Kim’s project investigated tenascin-C, a matrix molecule that is typically absent in the ECM of healthy tissues, but found in breast cancer , where it is often detected at high levels in people with poor disease outcomes, including breast cancers that grow and spread more quickly and have larger lung metastases. Tenascin-C’s role in tumour immunity was previously unclear, however Kim’s team have uncovered that it has therapeutic potential in breast cancer due to its ability to modulate macrophage (TAM) subtype.
They found that tenascin-C produced by tumour cells, rather than by healthy cells, promoted TAMs to assume a tumour protective, immune-system-suppressing behaviour. Reversely, tenascin-C produced by healthy tissue promoted TAM behaviour that could attack and kill tumours.
This makes tenascin-C a potential therapeutic target for breast cancer treatment, as it has the capacity to drive both pro and anti-tumour macrophage behaviours, depending on its source. Already in development by Kim and her team is a therapeutic monoclonal antibody that has had pre-clinical success in the treatment of rheumatoid arthritis, and in this recent study was found to have immuno-oncology applications. Specifically, this antibody could block the ability of tenascin-C produced by the cancer cells to make TAMs protective, instead allowing TAMs to attack and kill tumours. Treatment in pre-clinical models was effective in slowing tumour growth as well as stopping tumour metastasis, and when used together with existing checkpoint therapies, the combination of treatments was more effective than either treatment alone.
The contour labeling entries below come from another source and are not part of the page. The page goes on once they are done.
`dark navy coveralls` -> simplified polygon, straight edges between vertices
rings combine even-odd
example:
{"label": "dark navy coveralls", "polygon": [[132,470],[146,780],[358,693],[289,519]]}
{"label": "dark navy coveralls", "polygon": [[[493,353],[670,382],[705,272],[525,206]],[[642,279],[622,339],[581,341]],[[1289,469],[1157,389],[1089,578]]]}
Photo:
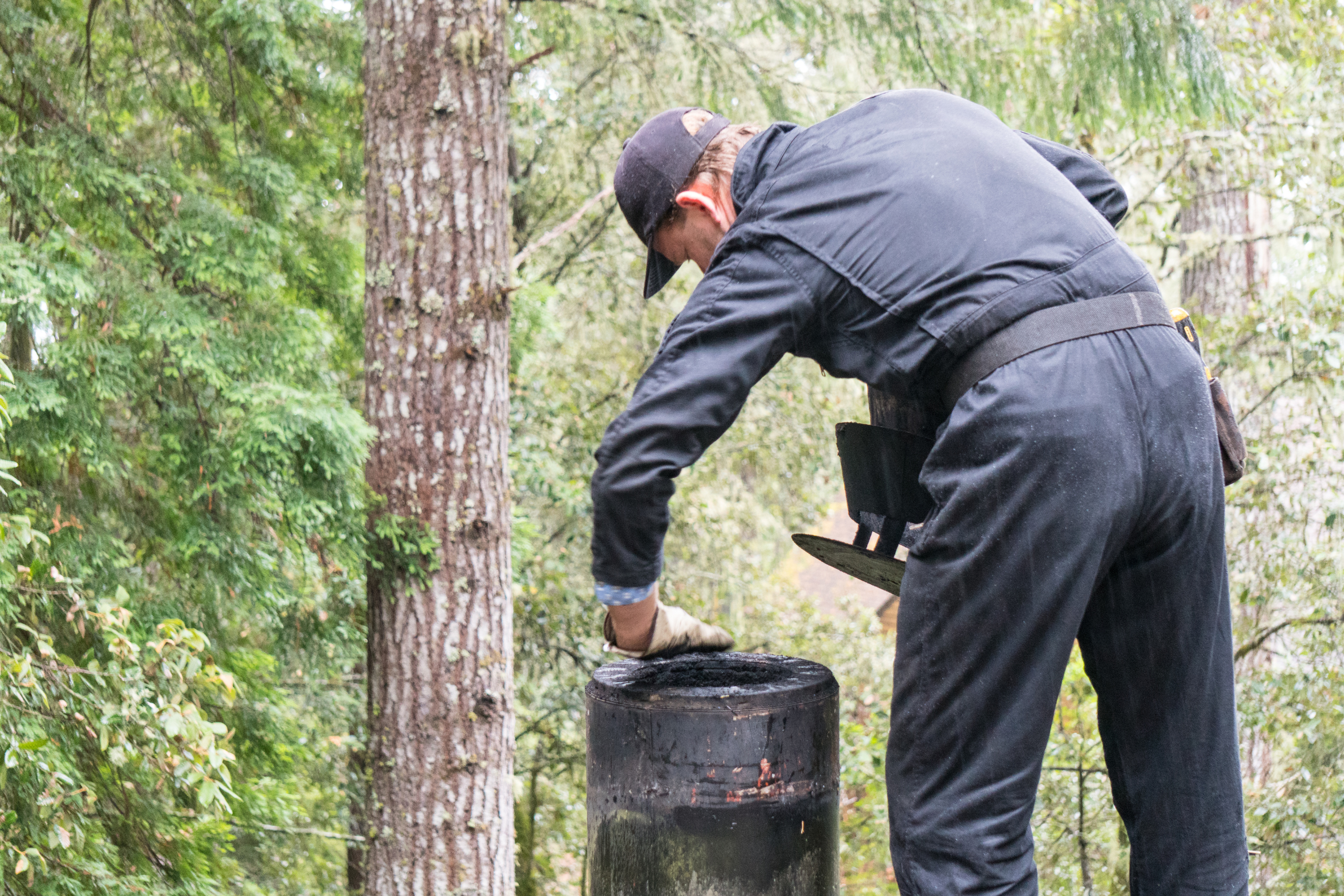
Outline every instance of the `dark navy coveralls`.
{"label": "dark navy coveralls", "polygon": [[[657,579],[672,480],[785,352],[927,403],[1031,312],[1157,292],[1090,157],[965,99],[880,94],[777,124],[738,219],[593,477],[593,574]],[[1223,551],[1203,368],[1175,330],[1062,343],[988,375],[921,473],[935,506],[898,617],[887,790],[906,896],[1035,893],[1031,810],[1077,638],[1134,896],[1245,893]]]}

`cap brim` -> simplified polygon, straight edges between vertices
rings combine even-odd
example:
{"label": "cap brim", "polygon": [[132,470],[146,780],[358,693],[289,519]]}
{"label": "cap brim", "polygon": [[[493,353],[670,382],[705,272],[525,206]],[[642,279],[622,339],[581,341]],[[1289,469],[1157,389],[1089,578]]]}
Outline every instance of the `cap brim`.
{"label": "cap brim", "polygon": [[663,253],[649,246],[649,258],[644,263],[644,298],[650,298],[660,289],[667,286],[680,265],[673,265],[663,257]]}

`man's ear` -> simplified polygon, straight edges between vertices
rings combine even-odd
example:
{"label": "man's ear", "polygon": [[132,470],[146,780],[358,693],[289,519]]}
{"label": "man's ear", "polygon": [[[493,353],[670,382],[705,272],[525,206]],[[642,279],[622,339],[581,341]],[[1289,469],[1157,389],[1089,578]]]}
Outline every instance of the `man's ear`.
{"label": "man's ear", "polygon": [[[699,187],[699,184],[695,184],[695,187]],[[723,211],[719,208],[719,203],[715,200],[714,196],[703,193],[699,189],[695,189],[695,187],[692,187],[691,189],[684,189],[680,193],[677,193],[676,204],[680,206],[681,208],[699,208],[706,215],[712,218],[714,223],[716,223],[723,230],[727,230],[728,220],[727,218],[724,218]]]}

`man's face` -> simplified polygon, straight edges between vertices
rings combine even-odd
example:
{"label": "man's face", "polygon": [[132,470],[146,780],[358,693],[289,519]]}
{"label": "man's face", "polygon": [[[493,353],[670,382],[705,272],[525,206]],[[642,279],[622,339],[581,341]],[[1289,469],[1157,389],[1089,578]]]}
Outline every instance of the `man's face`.
{"label": "man's face", "polygon": [[[711,195],[712,193],[712,195]],[[723,189],[677,193],[676,204],[684,210],[679,220],[659,227],[653,249],[673,265],[695,262],[700,273],[710,267],[714,250],[737,219],[732,200]]]}

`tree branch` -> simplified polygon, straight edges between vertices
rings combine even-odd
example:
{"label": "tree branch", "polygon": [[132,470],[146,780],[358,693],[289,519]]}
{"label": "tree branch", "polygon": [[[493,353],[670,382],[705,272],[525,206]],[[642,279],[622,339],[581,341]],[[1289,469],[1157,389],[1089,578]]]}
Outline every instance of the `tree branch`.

The next step for this new monoclonal antibody is to assess how it might be useful in treating human disease, with the view to taking it to clinical trials.
This study highlighted a new way in which tumour cells evade the immune response: by production of the ECM molecule tenascin-C, which can be used to switch TAM functionality. Further research is now needed to further dissect the heterogeneity within TAMs – that is to investigate what creates and defines ‘good’ vs ‘bad’ TAMs, in order to better understand which subtypes may be assisting cancers by protecting tumours. Through this, Kim hopes that tailored treatments can be created which target specific TAM subsets, rather all macrophages, which would potentially lead to safer and more effective anti-cancer drugs. Initial research through single cell sequencing by Kim and her team into this has shown that there are indeed many different types of TAMs, and they are now investigating the function and tractability of targeting each TAM subset.
About this research
Prof Kim Midwood is a Professor of Matrix Biology at the Kennedy Institute of Rheumatology. On top of the establishment of Matrix Immunology groups in Oxford and Imperial College London, she founded the BioTech company Nascient Ltd, which has developed anti–tenascin C antibodies that have applications in benefiting patients with rheumatoid arthritis.
Her research focuses on how changes in the extracellular matrix affect cellular signalling pathways in inflammatory diseases including arthritis, fibrosis and cancer.
This work was supported by grants from Worldwide Cancer Research, the Medical Research Council, Nascient Ltd., the Kennedy Trust for Rheumatology Research, the Austrian Science Fund, and the Institut National contre le Cancer.